Le film pourrait ainsi quasiment ne rien dévoiler de l’intrigue qu'il développe progressivement. Il pourrait tout simplement nous laisser sans que l'on n'ait compris grand chose et avec cette drôle d'impression que rien ne s'est finalement passé, mais que l'on a tout de même été scotché d'un bout à l'autre. Car sa force est ailleurs. Elle réside dans cette tension que le cinéaste parvient brillamment à installer, avec évidemment ce lieu qui rappelle les heures les plus sombres de la prise en charge de la maladie mentale et dont le passé semble peser si lourd sur les épaules des personnages, peu à peu écrasés, étouffés et remontés les uns contre les autres. Des personnages qui cachent d'ailleurs tous un mystère, une faute qu'ils tentent chacun de dissimuler, l'ancien hôpital agissant sur eux comme un révélateur de ces secrets, un dynamiteur, un peu à la façon de la maison hantée du classique de Robert Wise, The Hauting. Et ce lourd passé, nous sommes amenés à le vivre à travers les enregistrements sordides qu'un des ouvriers se met à écouter : on y entend la voix lugubre d’une ancienne patiente atteinte de troubles de la personnalité. Le travail sur le son, dont cette voix et son utilisation sont un bien bel exemple, participe aussi à cette atmosphère poisseuse qui parvient à nous captiver du début à la fin, et renforce le grand pouvoir de suggestion de la mise en scène. La bande-son, très minimaliste et composée de bruits aussi discrets que dérangeants, est idéalement choisie. Les acteurs sont également à saluer, à commencer par Peter Mullan, que l’on a déjà pu croiser chez Ken Loach et qui arrive ici parfaitement à nous faire ressentir le mal-être de son personnage, qui semble bouillir de l’intérieur et perdre davantage pied à chaque scène. Quant à l’expert à Miami David Caruso, sa tronche bizarre sied parfaitement au film et la couleur rousse de sa chevelure à sa photographie bien particulière. Car Session 9 a effectivement une image bien à lui : le film a sans doute été tourné en DV, ou avec je ne sais quelle caméra numérique, et cela lui donne un aspect un peu granuleux et des couleurs étrangement lumineuses qui participent pleinement à son ambiance assez unique.

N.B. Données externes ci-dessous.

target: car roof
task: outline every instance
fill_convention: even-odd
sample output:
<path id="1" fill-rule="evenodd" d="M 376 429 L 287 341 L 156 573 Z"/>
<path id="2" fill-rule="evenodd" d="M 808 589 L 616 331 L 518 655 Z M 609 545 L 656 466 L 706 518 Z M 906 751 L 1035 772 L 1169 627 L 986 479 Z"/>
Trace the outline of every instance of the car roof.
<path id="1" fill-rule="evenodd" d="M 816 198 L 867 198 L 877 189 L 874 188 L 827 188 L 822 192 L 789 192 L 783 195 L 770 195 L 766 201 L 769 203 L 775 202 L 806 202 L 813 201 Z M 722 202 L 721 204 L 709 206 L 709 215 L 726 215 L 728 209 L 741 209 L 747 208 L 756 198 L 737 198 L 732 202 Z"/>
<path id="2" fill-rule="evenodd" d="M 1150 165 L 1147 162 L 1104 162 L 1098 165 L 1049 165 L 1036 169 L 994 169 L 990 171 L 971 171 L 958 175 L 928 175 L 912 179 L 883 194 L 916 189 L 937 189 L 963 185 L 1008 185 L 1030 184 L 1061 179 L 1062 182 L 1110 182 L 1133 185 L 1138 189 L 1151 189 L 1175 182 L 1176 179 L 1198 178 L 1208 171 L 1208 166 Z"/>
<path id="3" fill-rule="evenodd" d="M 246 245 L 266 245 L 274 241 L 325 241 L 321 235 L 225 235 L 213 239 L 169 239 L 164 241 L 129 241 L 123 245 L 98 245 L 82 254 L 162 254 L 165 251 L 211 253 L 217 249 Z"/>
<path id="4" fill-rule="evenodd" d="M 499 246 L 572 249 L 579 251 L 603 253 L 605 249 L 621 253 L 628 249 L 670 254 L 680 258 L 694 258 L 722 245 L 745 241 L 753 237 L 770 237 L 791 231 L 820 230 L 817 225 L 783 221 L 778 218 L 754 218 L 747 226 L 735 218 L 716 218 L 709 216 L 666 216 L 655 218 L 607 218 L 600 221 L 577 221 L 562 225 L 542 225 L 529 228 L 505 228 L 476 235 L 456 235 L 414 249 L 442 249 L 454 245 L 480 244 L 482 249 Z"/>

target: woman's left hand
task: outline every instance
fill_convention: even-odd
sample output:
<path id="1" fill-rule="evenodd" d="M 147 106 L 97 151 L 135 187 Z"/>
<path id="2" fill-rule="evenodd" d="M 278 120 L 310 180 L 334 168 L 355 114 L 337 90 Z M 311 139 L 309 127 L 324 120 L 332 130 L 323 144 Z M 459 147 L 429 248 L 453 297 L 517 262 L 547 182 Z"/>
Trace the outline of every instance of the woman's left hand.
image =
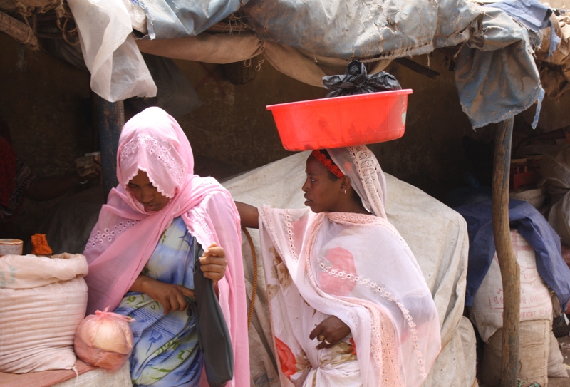
<path id="1" fill-rule="evenodd" d="M 336 345 L 350 333 L 351 329 L 341 319 L 336 316 L 331 316 L 317 325 L 311 331 L 309 338 L 311 340 L 316 338 L 321 341 L 316 346 L 317 349 L 323 349 Z"/>
<path id="2" fill-rule="evenodd" d="M 226 252 L 216 243 L 210 244 L 200 257 L 200 267 L 204 277 L 209 278 L 214 284 L 224 278 L 227 266 Z"/>

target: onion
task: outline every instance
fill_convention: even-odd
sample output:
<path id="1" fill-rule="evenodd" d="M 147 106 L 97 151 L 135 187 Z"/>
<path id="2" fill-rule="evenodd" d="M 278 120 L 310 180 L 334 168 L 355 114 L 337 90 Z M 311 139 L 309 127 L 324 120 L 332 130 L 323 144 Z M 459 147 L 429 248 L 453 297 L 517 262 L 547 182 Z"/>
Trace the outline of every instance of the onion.
<path id="1" fill-rule="evenodd" d="M 133 351 L 130 317 L 97 311 L 79 324 L 73 341 L 77 356 L 93 366 L 115 370 L 120 368 Z"/>

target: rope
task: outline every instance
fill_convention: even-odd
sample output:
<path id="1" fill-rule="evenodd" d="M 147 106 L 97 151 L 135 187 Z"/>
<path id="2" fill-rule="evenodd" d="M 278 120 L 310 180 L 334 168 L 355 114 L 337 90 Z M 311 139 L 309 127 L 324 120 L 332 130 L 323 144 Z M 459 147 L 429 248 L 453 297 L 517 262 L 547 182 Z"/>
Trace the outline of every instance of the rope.
<path id="1" fill-rule="evenodd" d="M 247 238 L 247 242 L 249 242 L 249 248 L 252 249 L 252 257 L 254 261 L 254 289 L 252 290 L 252 302 L 249 304 L 249 311 L 247 313 L 247 329 L 249 330 L 249 324 L 252 323 L 252 316 L 254 314 L 254 304 L 255 304 L 255 294 L 257 293 L 257 255 L 255 254 L 255 247 L 254 247 L 254 241 L 252 240 L 252 236 L 249 235 L 249 232 L 245 227 L 242 227 L 242 229 Z"/>

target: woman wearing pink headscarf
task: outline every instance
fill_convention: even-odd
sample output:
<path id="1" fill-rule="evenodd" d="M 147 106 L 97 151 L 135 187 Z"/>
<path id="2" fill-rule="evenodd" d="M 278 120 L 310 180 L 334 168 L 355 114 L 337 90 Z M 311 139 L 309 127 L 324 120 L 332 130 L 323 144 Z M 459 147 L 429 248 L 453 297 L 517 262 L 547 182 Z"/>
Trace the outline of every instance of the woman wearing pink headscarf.
<path id="1" fill-rule="evenodd" d="M 84 252 L 88 314 L 108 306 L 135 318 L 135 386 L 207 386 L 195 321 L 186 311 L 201 247 L 202 269 L 216 283 L 234 349 L 234 379 L 227 386 L 249 385 L 241 232 L 229 193 L 214 179 L 194 175 L 186 135 L 159 108 L 125 125 L 117 165 L 119 185 Z"/>
<path id="2" fill-rule="evenodd" d="M 441 348 L 435 304 L 374 154 L 327 150 L 307 159 L 308 208 L 237 203 L 259 228 L 281 386 L 418 387 Z"/>

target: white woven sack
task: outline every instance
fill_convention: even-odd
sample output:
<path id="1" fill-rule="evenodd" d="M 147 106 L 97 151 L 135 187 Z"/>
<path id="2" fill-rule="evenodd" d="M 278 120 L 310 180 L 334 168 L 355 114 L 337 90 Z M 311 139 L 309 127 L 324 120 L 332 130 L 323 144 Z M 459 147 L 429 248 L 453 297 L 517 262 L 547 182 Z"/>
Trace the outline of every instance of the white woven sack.
<path id="1" fill-rule="evenodd" d="M 534 250 L 517 230 L 511 231 L 511 241 L 521 269 L 520 321 L 551 320 L 552 301 L 537 269 Z M 503 285 L 497 253 L 475 293 L 470 317 L 484 341 L 503 326 Z"/>
<path id="2" fill-rule="evenodd" d="M 87 307 L 83 255 L 0 257 L 0 372 L 71 369 Z"/>
<path id="3" fill-rule="evenodd" d="M 519 379 L 548 383 L 548 360 L 550 352 L 550 320 L 521 321 L 519 326 Z M 489 387 L 499 387 L 501 381 L 502 328 L 492 336 L 483 347 L 481 381 Z"/>

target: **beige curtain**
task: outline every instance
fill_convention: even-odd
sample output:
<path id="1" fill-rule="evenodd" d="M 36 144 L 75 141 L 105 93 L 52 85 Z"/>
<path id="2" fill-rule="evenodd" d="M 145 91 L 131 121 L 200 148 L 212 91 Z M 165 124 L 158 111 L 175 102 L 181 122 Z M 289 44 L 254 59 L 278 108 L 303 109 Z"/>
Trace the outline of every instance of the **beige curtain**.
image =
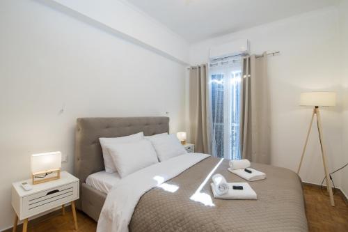
<path id="1" fill-rule="evenodd" d="M 191 67 L 189 74 L 190 140 L 195 152 L 210 153 L 208 127 L 207 65 Z"/>
<path id="2" fill-rule="evenodd" d="M 270 107 L 267 55 L 243 59 L 240 117 L 241 153 L 243 159 L 269 164 Z"/>

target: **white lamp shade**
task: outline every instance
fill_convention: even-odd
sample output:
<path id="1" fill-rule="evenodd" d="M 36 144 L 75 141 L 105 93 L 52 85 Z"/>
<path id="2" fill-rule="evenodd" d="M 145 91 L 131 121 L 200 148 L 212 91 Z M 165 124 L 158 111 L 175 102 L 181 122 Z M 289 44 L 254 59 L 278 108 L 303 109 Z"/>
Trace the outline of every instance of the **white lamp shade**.
<path id="1" fill-rule="evenodd" d="M 336 105 L 335 92 L 306 92 L 301 93 L 300 105 L 334 107 Z"/>
<path id="2" fill-rule="evenodd" d="M 31 172 L 36 173 L 60 169 L 62 153 L 60 151 L 31 155 Z"/>
<path id="3" fill-rule="evenodd" d="M 176 137 L 180 141 L 186 141 L 187 139 L 186 132 L 177 132 Z"/>

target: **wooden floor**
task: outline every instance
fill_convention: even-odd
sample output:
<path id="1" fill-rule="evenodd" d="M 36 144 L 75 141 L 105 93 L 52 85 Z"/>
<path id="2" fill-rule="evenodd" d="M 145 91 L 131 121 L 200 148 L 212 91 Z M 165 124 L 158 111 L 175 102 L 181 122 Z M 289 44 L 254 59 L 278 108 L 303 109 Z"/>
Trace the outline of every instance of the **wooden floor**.
<path id="1" fill-rule="evenodd" d="M 335 207 L 330 206 L 326 191 L 317 186 L 304 185 L 306 212 L 310 231 L 348 231 L 348 205 L 338 193 L 334 196 Z M 95 231 L 97 223 L 81 212 L 77 212 L 79 231 Z M 17 231 L 22 231 L 19 226 Z M 6 232 L 12 231 L 8 230 Z M 74 221 L 71 210 L 65 215 L 57 212 L 45 219 L 29 222 L 29 232 L 65 232 L 74 230 Z"/>

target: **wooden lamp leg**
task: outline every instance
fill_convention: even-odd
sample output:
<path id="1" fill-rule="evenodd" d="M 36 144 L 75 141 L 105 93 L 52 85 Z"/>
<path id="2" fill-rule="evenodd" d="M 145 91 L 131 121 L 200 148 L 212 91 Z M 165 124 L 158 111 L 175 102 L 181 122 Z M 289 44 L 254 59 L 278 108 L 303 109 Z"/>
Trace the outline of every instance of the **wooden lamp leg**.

Sans recourir à des effets gores, et dépouillé de ces réflexes bien lassants chers aux films d’horreur actuels, mais déployant au contraire une intelligence permanente et une vraie économie de moyens de plus en plus rare dans le genre, Brad Anderson signe une œuvre de grande qualité. Un film ô combien recommandable pour les amateurs du genre et que je conseillerais même à tous les friands de thrillers psychologiques et autres curieux. On tient là l’un des films d’horreur les plus réussis de la décennie qui vient de s’achever, m’est avis, et l’un des meilleurs représentants récents du sous-genre que sont les « films de maison hantée ». On pourra seulement regretter que Brad Anderson n'ait depuis pas su confirmer son talent, bien qu'il ait également fait preuve d'un certain savoir-faire dans la mise en place d'une atmosphère putride pour son film suivant, le très remarqué The Machinist, où le corps cadavérique de Christian Bale lui donna un joli coup de pouce pour mettre en boîte de nouvelles images marquantes.
Session 9 de Brad Anderson avec Peter Mullan, David Caruso et Josh Lucas (2001)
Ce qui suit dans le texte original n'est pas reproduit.